Read Death in High Heels Online
Authors: Christianna Brand
“Can’t I go in?”
“Werl you could go in and stand, I suppose. You musern’t break the circle. Do you want a mask?”
“A mask?” said Charlesworth, incredulously.
“Yers, a mask. ’Aven’t you bin ’ere before? Lots of them wears them; they can talk more natural, I suppose. Not but what they keeps the room very dark—you couldn’t see much, anyway.”
“Oh, we must have a mask, I think,” said Charlesworth, grinning, “if only for the fun of it.” She looked a little dazed at such levity, but produced a small black square and a grubby pink ticket and said that that would be seven-and-six, and ninepence for the mask. She opened the door and Charlesworth slipped inside and propped himself against the wall.
A ring of shadowy forms sat round a table, on which burned a dim red light. A woman was breathing stertorously and now and again giving a sort of moan. At intervals a voice said in a thick whisper: “Is anyone there?”
Charlesworth checked an impulse to make an irreverent reply; nobody spoke. Somebody near him was wearing too much scent.
It seemed a long time before at last the medium stirred and began to make small, plaintive noises in her throat. This time, when the thick whisper spoke, a man’s deep voice replied: “I come!”
“It’s the Indian boy,” cried a woman’s voice, excitedly, and everybody else said, “Hush!”
The thick whisper started asking questions.
A woman had lost her husband and the deep voice told her that she must pray for him. “But he isn’t in purgatory, is he?” asked the woman, and the table rocked beneath the linked hands and the voice cried, “No, no, no!” “Don’t mention hell and purgatory,” whispered another voice, and the table rocked again and the spirit cried, loud and harsh: “No hell, no purgatory, no pain!”
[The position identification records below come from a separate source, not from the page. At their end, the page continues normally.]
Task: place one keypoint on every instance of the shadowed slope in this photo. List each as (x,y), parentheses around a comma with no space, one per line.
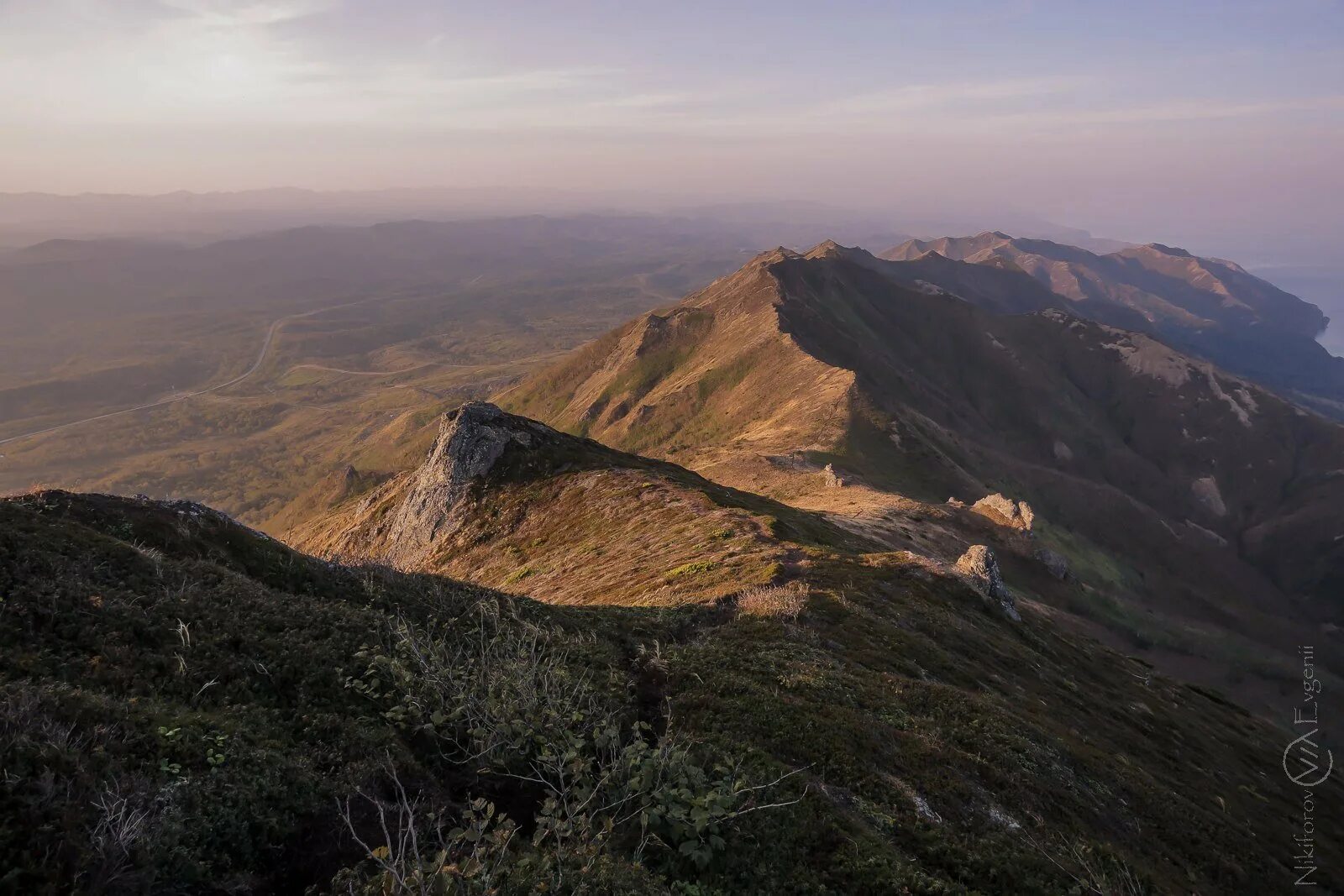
(1173,488)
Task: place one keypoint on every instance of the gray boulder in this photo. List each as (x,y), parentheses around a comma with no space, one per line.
(980,569)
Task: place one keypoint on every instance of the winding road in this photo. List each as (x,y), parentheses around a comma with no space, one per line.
(261,359)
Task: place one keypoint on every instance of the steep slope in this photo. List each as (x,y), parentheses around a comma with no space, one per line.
(253,711)
(510,503)
(1203,305)
(1175,490)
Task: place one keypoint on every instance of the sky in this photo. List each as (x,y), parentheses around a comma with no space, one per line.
(1136,120)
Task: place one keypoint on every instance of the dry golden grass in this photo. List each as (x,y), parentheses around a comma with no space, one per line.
(779,600)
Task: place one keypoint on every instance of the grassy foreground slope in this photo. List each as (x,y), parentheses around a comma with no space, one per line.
(187,705)
(1198,512)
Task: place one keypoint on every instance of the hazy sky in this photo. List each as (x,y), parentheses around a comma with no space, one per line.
(1124,117)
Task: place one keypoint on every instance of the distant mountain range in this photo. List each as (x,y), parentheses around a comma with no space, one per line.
(1222,497)
(936,573)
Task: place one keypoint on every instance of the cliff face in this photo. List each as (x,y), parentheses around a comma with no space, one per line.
(470,443)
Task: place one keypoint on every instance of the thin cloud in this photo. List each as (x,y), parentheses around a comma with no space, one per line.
(954,94)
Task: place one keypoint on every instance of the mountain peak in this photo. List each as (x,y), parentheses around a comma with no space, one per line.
(1167,250)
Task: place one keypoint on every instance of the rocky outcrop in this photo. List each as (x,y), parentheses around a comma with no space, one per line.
(470,443)
(980,569)
(1054,562)
(1005,511)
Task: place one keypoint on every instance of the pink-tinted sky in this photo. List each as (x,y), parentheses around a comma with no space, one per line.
(1139,120)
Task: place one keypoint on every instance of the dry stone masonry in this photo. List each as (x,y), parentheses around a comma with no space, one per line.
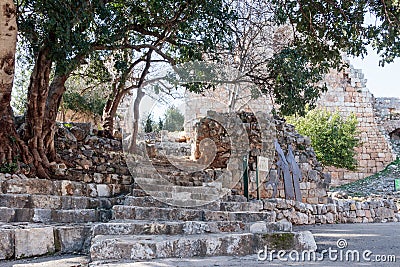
(347,93)
(262,132)
(387,112)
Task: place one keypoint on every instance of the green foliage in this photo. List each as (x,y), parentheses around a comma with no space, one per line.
(174,120)
(332,137)
(85,103)
(148,128)
(9,167)
(325,28)
(160,124)
(80,99)
(294,81)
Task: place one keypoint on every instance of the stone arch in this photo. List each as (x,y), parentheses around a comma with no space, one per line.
(395,135)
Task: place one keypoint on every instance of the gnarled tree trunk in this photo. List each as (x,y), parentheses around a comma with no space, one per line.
(56,91)
(37,96)
(10,144)
(136,117)
(110,110)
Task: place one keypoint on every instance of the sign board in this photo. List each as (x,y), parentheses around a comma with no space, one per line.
(262,163)
(396,184)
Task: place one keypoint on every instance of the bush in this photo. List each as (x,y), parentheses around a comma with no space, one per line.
(332,137)
(174,120)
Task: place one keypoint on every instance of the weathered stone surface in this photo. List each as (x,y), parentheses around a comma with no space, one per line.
(7,214)
(74,216)
(6,244)
(145,247)
(305,241)
(71,239)
(34,242)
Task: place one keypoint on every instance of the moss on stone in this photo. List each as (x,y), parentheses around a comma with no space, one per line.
(280,241)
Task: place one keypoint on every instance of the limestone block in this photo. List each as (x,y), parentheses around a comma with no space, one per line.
(6,244)
(34,242)
(72,238)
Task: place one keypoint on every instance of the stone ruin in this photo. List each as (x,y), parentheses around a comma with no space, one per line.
(313,182)
(347,93)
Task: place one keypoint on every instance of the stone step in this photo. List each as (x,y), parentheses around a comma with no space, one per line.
(54,202)
(33,239)
(145,227)
(53,216)
(145,247)
(149,201)
(234,198)
(35,186)
(256,205)
(180,189)
(121,212)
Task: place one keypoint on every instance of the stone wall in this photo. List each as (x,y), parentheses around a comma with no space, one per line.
(347,93)
(261,136)
(337,211)
(387,115)
(91,160)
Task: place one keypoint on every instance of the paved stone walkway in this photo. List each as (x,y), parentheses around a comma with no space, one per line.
(380,239)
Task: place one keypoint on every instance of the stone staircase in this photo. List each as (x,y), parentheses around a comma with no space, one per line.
(40,217)
(144,228)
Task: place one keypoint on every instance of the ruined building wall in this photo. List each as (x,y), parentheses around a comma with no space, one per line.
(387,115)
(262,131)
(348,94)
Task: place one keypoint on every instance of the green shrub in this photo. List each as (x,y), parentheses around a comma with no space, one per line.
(332,136)
(174,119)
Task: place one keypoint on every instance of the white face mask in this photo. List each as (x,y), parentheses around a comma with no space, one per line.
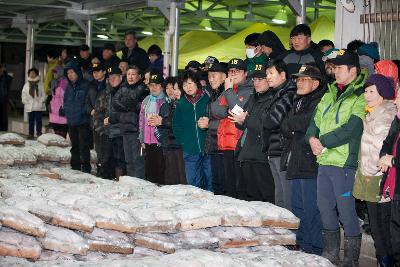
(250,52)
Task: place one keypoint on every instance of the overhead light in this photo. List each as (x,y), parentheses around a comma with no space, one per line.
(102,36)
(147,31)
(280,17)
(206,24)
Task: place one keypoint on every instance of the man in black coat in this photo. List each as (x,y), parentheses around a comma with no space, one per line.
(125,109)
(300,162)
(133,54)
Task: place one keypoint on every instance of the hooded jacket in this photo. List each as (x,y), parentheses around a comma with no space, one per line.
(33,103)
(301,161)
(228,134)
(273,116)
(338,124)
(126,106)
(75,96)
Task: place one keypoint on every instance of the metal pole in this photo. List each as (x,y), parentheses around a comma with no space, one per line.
(28,54)
(175,45)
(89,33)
(302,18)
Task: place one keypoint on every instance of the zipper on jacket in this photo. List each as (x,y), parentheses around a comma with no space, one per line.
(195,125)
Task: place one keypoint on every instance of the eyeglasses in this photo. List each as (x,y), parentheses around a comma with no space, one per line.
(234,71)
(304,79)
(258,79)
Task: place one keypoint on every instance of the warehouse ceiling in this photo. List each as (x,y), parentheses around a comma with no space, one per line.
(64,21)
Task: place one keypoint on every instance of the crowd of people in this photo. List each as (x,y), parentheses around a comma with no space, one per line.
(311,129)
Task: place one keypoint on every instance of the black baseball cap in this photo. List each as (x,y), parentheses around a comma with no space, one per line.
(345,57)
(84,47)
(114,70)
(217,67)
(156,77)
(97,66)
(260,71)
(309,71)
(237,63)
(193,64)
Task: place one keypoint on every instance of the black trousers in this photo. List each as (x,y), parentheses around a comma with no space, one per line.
(4,114)
(255,181)
(218,173)
(105,159)
(395,229)
(174,167)
(154,164)
(80,150)
(379,220)
(230,182)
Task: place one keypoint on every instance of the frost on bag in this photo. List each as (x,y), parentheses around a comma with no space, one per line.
(15,244)
(64,240)
(50,139)
(109,241)
(20,155)
(21,221)
(64,217)
(11,139)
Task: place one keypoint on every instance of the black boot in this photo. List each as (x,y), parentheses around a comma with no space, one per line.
(385,261)
(352,247)
(331,239)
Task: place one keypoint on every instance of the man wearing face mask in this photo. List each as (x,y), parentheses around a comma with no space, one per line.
(254,55)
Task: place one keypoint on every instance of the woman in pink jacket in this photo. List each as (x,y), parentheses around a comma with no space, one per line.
(57,118)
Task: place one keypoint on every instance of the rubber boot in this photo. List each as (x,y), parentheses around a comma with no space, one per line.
(331,239)
(385,261)
(118,172)
(352,247)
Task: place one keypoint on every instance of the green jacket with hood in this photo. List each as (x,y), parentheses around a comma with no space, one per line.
(337,123)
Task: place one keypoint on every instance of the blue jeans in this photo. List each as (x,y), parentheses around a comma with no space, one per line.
(334,196)
(304,206)
(198,170)
(35,117)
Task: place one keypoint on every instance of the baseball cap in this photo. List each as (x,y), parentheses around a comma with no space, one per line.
(217,67)
(345,57)
(156,77)
(237,63)
(114,70)
(309,71)
(193,64)
(260,71)
(329,54)
(97,66)
(84,47)
(109,46)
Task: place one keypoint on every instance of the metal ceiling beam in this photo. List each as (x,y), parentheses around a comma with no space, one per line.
(295,6)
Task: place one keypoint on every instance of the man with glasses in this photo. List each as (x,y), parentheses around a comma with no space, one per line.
(255,180)
(237,91)
(302,52)
(301,165)
(334,135)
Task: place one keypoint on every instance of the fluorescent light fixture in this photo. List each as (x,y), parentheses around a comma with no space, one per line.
(147,31)
(206,24)
(102,36)
(280,17)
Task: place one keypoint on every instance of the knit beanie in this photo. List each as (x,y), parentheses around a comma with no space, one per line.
(384,85)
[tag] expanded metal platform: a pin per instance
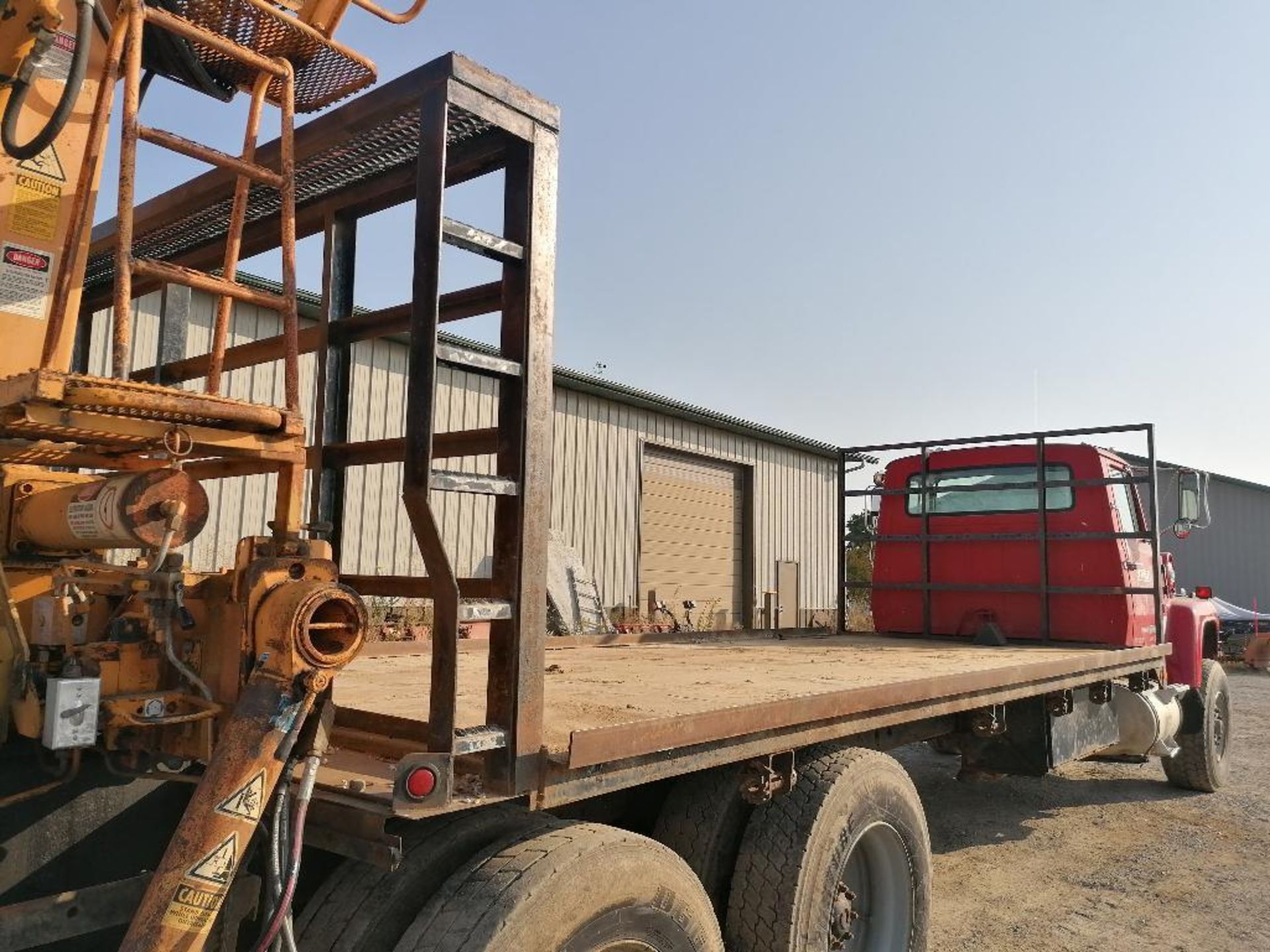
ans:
(364, 155)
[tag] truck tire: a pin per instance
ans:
(1203, 763)
(574, 888)
(702, 820)
(364, 908)
(842, 861)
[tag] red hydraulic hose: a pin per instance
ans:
(298, 838)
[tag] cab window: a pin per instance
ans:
(1126, 509)
(1009, 499)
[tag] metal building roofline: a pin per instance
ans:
(1234, 480)
(310, 305)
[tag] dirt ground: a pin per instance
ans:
(1105, 856)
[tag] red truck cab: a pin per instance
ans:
(986, 560)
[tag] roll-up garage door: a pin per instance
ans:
(691, 536)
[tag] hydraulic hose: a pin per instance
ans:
(298, 841)
(84, 19)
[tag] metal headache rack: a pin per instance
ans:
(443, 125)
(1043, 537)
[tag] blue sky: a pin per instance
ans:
(883, 221)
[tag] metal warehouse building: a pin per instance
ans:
(652, 494)
(1234, 553)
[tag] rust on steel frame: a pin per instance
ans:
(444, 124)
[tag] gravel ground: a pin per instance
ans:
(1105, 856)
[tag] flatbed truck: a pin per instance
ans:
(666, 791)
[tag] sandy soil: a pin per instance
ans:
(1105, 856)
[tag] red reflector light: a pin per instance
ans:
(421, 782)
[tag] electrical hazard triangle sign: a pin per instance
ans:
(219, 865)
(247, 803)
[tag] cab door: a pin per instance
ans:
(1136, 556)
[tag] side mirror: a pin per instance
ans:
(1188, 496)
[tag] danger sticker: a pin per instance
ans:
(192, 909)
(34, 208)
(218, 866)
(247, 803)
(26, 276)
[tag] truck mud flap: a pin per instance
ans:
(1034, 735)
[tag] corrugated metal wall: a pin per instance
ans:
(597, 457)
(1234, 554)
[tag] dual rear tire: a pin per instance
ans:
(840, 862)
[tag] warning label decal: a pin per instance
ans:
(48, 164)
(247, 803)
(192, 909)
(58, 60)
(26, 276)
(218, 866)
(34, 208)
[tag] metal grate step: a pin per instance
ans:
(476, 361)
(474, 740)
(479, 484)
(486, 610)
(483, 243)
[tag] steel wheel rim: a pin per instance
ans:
(872, 906)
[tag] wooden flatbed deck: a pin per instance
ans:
(632, 703)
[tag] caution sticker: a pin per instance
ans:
(26, 276)
(247, 803)
(218, 866)
(34, 207)
(48, 164)
(93, 513)
(192, 909)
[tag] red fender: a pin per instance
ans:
(1187, 623)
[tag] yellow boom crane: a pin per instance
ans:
(139, 656)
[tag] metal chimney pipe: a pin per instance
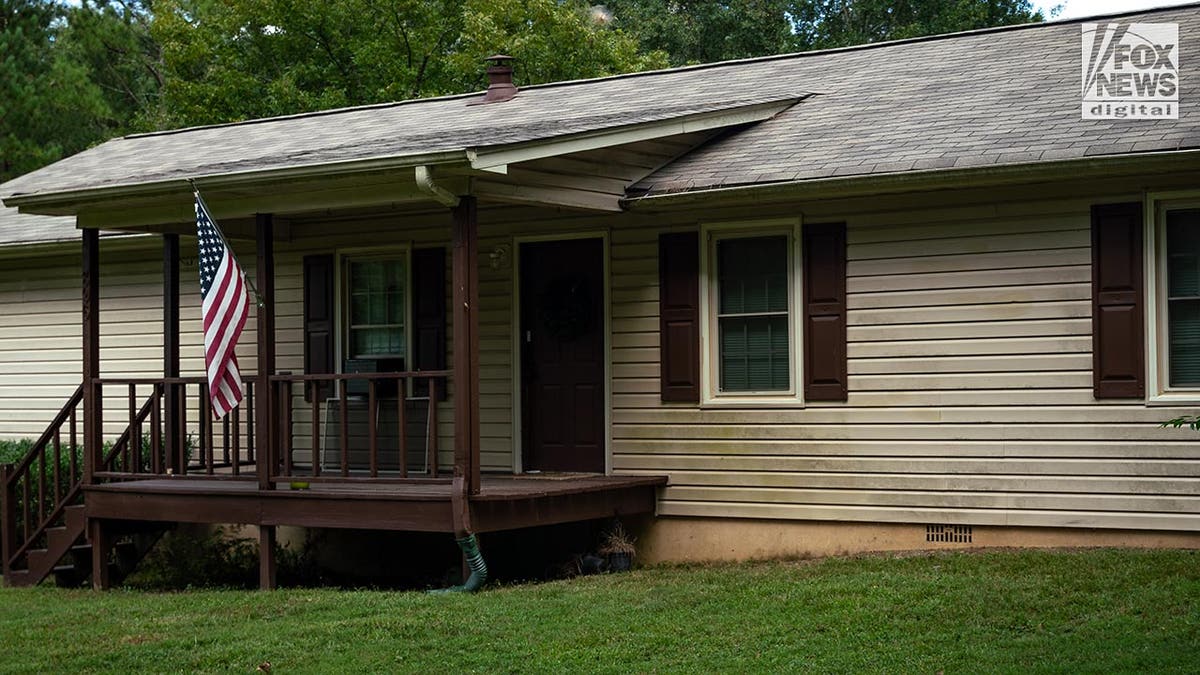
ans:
(499, 81)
A man asked, hopelessly, for “Mary,” but there was no reply. “She never comes,” he said, and the spirit took up the cry: “She never comes; she never comes; she never comes.” “Why does he have to repeat himself?” thought Charlesworth, irritably. “We heard him the first time. What nonsense all this is.”
Nonsense and yet worse than nonsense; the exploitation of sorrow for the sake of seven-and-sixpence and ninepence for a mask; a husky voice, a superficial knowledge of the cravings of the human heart, and the price of a ground-floor room three evenings a week … no ghostly hands, no unearthly lights, not even a tambourine: just a voice, answering questions in the dark. He began a calculation of the takings in seven-and-sixpences.…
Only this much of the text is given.